É o sentido de missão que diz à Igreja que ela “não é fim em si mesma, mas
instrumento e mediação do Reino”. Por isso, se se armar em “Igreja
autorreferencial”, comprazendo-se nos “sucessos terrenos”, deixa a sua condição
de “Igreja de Cristo, seu corpo crucificado e glorioso”.
Por isso,
Francisco adverte-nos da preferência por “uma Igreja acidentada, ferida e
enlameada por ter saído pelas estradas, a uma Igreja enferma pelo fechamento e
a comodidade de se agarrar às próprias seguranças” (EG, 49).

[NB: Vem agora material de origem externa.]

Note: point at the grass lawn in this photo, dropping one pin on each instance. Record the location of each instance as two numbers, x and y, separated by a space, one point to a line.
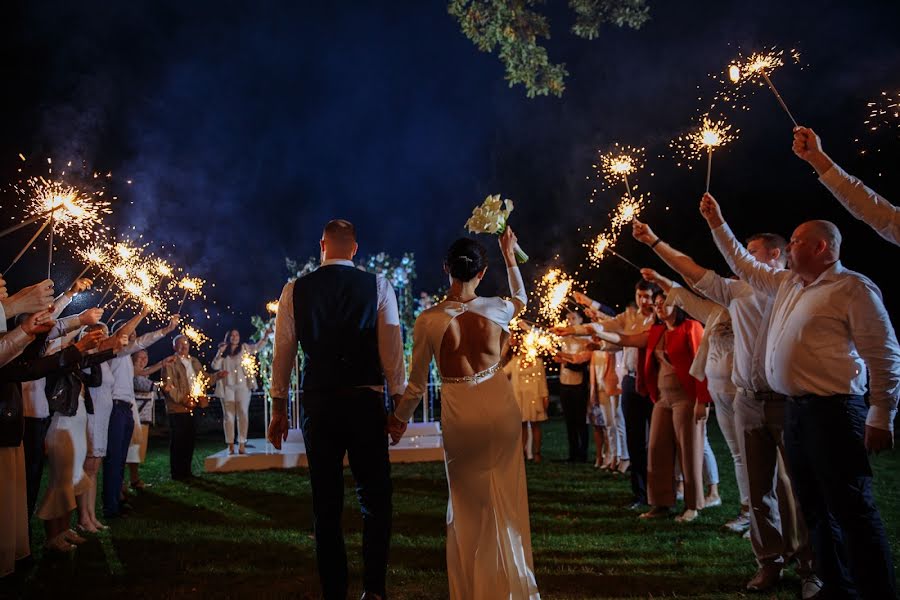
249 535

É a Igreja movida pela fé e não pela sede da riqueza,
do poder ou do prestígio; e que não se deslumbra consigo mesma, mas apenas com
o rosto do seu Senhor.
Sendo os
jovens “a esperança da missão” e continuando a “pessoa de Jesus e a Boa Nova
proclamada por Ele” a fascinar “muitos jovens”, o Pastor argentino aproveita o
ensejo para apontar o próximo Sínodo dos Bispos em torno do tema “Os jovens,
a fé e o discernimento vocacional” como “uma ocasião providencial para
envolver os jovens na responsabilidade missionária comum, que precisa da sua
rica imaginação e criatividade”.
Será com
jovens que “buscam percursos onde possam concretizar a coragem e os ímpetos do
coração ao serviço da humanidade” que Jesus Cristo irá “a
cada esquina, a cada praça, a cada canto da terra”. E são já “muitos os jovens”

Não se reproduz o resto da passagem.